Kinsey was simply a black man, living in Miami, who was trying to do the right thing-- and it almost got him killed.
He was even more surprised, he said, about how he was treated in the aftermath— flipped over, handcuffed and left bleeding on the hot asphalt for some 20 minutes until an ambulance arrived.
That Kinsey, who is now recovering from a single gunshot wound to the leg and expected to be released from Miami Jackson Memorial, escaped with his life is no small relief to those of us who consistently challenge the appropriateness of police violence in non-white communities. But to demand transparency in investigations, when there is one at all, is often met with derisive calls to pay more attention to black-on-black crime, racial epithets strewn across social media and attacks on the victim’s character.
Kinsey is the kind of activist no one writes about. And, if he is invited in for national interviews on cable news shows, it will be the first time anyone has called his name.
Kinsey is a believer. He believes in the power of his community and in the children who live there. A member of the Circle of Brotherhood, a community-based organization of black men devoted to solving some of our most pressing dilemmas, the married father of five works in one of the most distressed neighborhoods in the country helping to keep troubled youth in school and out of trouble.
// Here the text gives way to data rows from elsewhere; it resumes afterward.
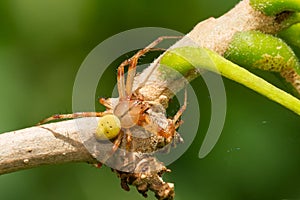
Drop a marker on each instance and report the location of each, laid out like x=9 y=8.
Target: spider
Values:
x=131 y=110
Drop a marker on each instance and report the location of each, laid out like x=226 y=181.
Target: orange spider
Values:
x=130 y=111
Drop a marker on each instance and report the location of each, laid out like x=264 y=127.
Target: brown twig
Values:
x=60 y=143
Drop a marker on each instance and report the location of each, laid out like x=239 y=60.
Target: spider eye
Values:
x=108 y=127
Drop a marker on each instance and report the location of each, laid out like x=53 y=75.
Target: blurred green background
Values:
x=42 y=45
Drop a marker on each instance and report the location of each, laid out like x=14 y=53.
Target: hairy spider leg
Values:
x=74 y=115
x=132 y=62
x=181 y=110
x=105 y=103
x=151 y=46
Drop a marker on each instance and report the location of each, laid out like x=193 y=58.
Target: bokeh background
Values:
x=42 y=45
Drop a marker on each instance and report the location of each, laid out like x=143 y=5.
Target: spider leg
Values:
x=121 y=79
x=105 y=103
x=128 y=140
x=73 y=115
x=150 y=46
x=115 y=147
x=181 y=110
x=134 y=60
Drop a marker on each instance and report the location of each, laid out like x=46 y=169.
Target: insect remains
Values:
x=121 y=123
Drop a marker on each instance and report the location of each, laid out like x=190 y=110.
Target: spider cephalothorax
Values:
x=130 y=111
x=140 y=127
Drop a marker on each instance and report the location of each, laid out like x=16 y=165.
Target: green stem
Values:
x=186 y=59
x=291 y=35
x=273 y=7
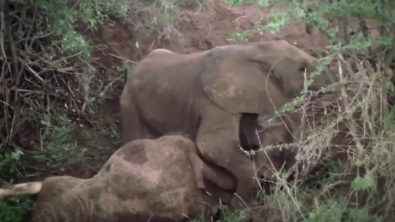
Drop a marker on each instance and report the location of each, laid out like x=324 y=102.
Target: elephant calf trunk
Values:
x=22 y=188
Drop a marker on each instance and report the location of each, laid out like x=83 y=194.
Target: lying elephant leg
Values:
x=218 y=142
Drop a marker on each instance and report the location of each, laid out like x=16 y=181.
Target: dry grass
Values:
x=344 y=159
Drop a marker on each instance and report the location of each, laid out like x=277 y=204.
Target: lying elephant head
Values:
x=144 y=180
x=258 y=77
x=260 y=133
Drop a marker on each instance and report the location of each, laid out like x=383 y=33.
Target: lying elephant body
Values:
x=145 y=180
x=208 y=92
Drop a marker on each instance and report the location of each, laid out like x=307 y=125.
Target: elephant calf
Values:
x=144 y=180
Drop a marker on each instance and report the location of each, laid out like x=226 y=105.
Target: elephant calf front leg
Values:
x=201 y=170
x=220 y=145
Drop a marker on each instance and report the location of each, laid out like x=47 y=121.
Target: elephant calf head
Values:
x=289 y=67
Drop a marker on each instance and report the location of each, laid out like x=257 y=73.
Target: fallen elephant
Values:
x=144 y=180
x=209 y=92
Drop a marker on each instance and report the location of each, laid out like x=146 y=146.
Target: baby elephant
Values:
x=144 y=180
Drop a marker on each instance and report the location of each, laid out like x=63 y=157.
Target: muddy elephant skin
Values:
x=144 y=180
x=205 y=94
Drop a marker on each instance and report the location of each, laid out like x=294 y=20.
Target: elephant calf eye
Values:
x=302 y=69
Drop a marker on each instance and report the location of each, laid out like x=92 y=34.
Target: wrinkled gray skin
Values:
x=205 y=94
x=144 y=180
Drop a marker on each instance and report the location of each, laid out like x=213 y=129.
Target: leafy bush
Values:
x=358 y=187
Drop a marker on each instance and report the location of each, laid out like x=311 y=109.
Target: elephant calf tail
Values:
x=22 y=188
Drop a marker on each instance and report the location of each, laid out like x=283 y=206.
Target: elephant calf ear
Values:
x=234 y=86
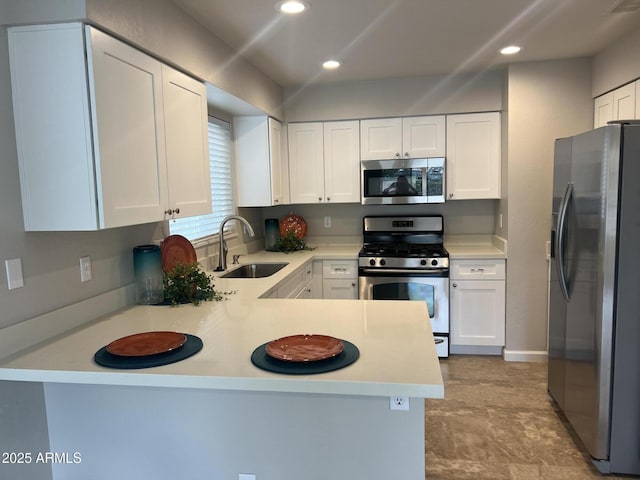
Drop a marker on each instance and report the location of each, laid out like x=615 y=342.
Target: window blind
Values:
x=199 y=227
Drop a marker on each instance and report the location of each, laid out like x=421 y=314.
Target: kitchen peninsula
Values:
x=216 y=415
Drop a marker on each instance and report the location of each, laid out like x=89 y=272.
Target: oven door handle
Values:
x=381 y=272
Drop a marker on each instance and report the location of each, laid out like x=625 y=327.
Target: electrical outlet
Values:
x=85 y=269
x=398 y=402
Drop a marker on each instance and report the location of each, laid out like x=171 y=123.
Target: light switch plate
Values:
x=14 y=273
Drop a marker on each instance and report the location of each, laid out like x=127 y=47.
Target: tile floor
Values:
x=497 y=422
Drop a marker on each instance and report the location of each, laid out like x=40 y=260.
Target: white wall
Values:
x=395 y=97
x=166 y=31
x=546 y=100
x=617 y=65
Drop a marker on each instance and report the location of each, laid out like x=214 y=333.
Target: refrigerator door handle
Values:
x=560 y=240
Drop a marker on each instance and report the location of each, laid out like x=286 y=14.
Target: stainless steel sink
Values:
x=255 y=270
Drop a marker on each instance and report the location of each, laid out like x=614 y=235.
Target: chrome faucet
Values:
x=222 y=253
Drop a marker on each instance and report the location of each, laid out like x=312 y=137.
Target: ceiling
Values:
x=378 y=39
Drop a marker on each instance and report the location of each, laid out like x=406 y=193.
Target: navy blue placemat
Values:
x=192 y=346
x=261 y=360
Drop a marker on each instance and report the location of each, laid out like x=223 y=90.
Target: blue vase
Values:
x=271 y=233
x=147 y=266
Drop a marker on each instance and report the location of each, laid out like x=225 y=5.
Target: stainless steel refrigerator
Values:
x=594 y=298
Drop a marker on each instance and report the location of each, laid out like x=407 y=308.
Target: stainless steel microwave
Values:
x=403 y=181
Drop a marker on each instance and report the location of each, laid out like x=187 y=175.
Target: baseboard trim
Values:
x=525 y=355
x=28 y=333
x=475 y=350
That likely won’t matter much to the naysayers who have proven more than willing to justify and write off police brutality. More often than not, it is the victim who faces public trial.
It is rare that a law enforcement officer is charged in such shootings, let alone tried and convicted. For those who wear it, a badge affords a blanket benefit of the doubt and, often, buys the silence of their colleagues.
For the record, I do not buy into the notion of a “perfect victim.” Injustice, as I’ve written, is injustice no matter who it touches or who they were before it touched them.
What I believe is every human being has the inherent right to equal protection under the law and I’ve taught my sons and daughters how to comport themselves, should they encounter a police officer. I have always known that there were no guarantees, but it was like placing an insurance policy on their lives and hoping I never have to cash it in.
However, if Kinsey’s actions are the standard, a North Miami police officer just shot it down.